4. Enhance Panko Crust

Panko breadcrumbs give you a great crunch to whatever protein or vegetables you’re cooking. Panko doesn’t have any flavor on its own if you buy the plain kind. Instead of using salt, pepper, or Italian seasonings to your panko, try miso paste. For a spicy but sweet breading, mix ginger, maple syrup, butter, and miso paste into a bowl. Then, stir it into your panko and coat the chicken. Bake the chicken in the oven at 400 degrees until cooked.

5. Add to Soup Broths for Umami Flavoring – Especially Ramen

Miso paste is arguably one of the most important ingredients in many traditional ramen recipes. However, you don’t only have to add it to ramen. For example, Miso Lime Veggie Ramen is an easy recipe to make. You sauté your vegetables like cauliflower, carrots, and broccoli in a Dutch oven before you add aromatics and miso paste. Once it’s fragrant, pour the stock and bring it to a simmer. When everything is tender and cooked, take it off the heat and add lime juice and soy sauce.

You can use it for soups and stews too! Umami flavor generally comes from meat when it releases juices into the broth. If you’re a vegetarian or just don’t want to use meat, miso paste can come in handy. Minestrone benefits from the added miso paste.

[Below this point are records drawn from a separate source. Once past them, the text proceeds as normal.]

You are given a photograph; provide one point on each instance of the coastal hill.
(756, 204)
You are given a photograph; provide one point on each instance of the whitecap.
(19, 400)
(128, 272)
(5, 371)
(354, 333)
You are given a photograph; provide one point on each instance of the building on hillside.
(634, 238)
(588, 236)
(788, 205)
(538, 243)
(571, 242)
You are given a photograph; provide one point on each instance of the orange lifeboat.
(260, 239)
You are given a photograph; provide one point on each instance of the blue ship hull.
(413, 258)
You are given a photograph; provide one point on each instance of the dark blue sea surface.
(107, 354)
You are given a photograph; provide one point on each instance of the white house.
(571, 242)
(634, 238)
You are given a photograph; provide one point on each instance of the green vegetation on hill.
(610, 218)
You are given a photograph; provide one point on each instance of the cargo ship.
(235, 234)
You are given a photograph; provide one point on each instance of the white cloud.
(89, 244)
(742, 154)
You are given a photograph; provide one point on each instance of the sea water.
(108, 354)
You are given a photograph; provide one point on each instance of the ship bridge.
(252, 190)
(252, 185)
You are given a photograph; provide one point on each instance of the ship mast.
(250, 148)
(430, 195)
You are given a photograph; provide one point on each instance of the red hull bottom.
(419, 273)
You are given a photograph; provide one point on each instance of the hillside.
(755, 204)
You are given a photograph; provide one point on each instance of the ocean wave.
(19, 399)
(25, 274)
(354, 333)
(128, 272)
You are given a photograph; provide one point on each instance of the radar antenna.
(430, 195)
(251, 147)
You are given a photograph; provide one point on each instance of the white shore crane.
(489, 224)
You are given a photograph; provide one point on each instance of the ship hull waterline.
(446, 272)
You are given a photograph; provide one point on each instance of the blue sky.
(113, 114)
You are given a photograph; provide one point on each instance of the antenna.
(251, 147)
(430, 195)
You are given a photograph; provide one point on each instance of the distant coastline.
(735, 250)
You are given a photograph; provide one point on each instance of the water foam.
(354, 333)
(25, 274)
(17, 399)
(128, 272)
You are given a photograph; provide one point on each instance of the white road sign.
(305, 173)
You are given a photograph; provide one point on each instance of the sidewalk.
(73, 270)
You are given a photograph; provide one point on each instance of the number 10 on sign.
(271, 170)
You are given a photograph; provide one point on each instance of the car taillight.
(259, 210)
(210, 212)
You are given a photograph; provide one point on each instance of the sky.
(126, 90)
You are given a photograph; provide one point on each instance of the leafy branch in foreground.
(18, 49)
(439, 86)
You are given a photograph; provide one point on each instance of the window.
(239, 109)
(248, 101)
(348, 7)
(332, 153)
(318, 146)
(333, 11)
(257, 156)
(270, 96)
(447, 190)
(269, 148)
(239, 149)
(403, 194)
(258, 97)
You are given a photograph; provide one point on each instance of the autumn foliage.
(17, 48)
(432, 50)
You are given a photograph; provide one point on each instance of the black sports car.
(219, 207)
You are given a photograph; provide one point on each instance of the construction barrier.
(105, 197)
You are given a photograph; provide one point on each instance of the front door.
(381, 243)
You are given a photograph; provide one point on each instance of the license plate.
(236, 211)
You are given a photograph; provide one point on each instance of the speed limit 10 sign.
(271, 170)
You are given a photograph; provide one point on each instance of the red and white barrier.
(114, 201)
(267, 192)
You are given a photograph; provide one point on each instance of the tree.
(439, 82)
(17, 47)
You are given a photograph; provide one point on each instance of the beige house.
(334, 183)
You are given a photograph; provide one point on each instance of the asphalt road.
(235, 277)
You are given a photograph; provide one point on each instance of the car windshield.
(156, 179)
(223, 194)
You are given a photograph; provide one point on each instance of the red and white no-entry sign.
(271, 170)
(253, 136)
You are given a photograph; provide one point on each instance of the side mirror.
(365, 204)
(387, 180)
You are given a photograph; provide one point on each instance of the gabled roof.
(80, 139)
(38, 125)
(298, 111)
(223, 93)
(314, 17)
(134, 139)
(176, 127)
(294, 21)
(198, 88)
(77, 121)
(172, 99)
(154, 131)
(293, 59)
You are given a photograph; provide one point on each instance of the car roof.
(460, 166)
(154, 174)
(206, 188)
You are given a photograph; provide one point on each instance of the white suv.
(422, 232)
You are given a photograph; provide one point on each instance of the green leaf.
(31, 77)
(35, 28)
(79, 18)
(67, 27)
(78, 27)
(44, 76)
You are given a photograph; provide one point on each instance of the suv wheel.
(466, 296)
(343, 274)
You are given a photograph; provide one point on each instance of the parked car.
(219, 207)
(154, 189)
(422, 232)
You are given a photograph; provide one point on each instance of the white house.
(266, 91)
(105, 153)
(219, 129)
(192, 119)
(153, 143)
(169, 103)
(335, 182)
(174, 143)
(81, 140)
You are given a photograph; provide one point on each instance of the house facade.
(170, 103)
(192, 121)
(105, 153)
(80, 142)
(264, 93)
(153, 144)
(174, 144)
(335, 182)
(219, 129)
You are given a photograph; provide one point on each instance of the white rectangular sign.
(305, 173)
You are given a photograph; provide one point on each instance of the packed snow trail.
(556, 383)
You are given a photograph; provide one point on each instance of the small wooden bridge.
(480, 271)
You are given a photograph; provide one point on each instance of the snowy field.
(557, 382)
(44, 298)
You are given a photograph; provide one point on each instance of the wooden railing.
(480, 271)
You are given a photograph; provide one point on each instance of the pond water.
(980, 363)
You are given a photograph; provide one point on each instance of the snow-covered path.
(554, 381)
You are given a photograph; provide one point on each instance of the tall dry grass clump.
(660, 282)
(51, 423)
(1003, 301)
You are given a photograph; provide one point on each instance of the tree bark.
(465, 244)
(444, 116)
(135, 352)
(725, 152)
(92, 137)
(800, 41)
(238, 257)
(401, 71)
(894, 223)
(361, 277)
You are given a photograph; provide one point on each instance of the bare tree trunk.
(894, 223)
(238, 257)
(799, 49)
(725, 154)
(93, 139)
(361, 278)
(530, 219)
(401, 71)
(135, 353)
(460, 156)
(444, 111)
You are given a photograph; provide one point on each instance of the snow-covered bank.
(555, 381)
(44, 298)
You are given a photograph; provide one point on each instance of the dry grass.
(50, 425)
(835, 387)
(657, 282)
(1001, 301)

Sauté your carrots, onions, and turnips in a Dutch oven until tender. Add garlic, miso, oregano, thyme, and the whites from green onion and sauté until fragrant. Add your stock, bay leaves, and tomatoes to a pan and simmer. Remove the lid and stir in cooked barley and beans. When mixed and warmed thoroughly, add lemon juice and salt and pepper. Don’t forget to remove your bay leaves!

Final Thoughts

Miso paste isn’t only a soup or Asian food ingredient. Many recipes can benefit from the added flavor and health benefits of miso. Vegans and vegetarians that need an umami flavor but can’t use meat will benefit from having miso paste in their refrigerator. Those that just want to experiment with new flavors and ingredients can start with miso. The dishes we covered are only a fraction of all the uses miso paste has to offer. Head to the store and get to experimenting!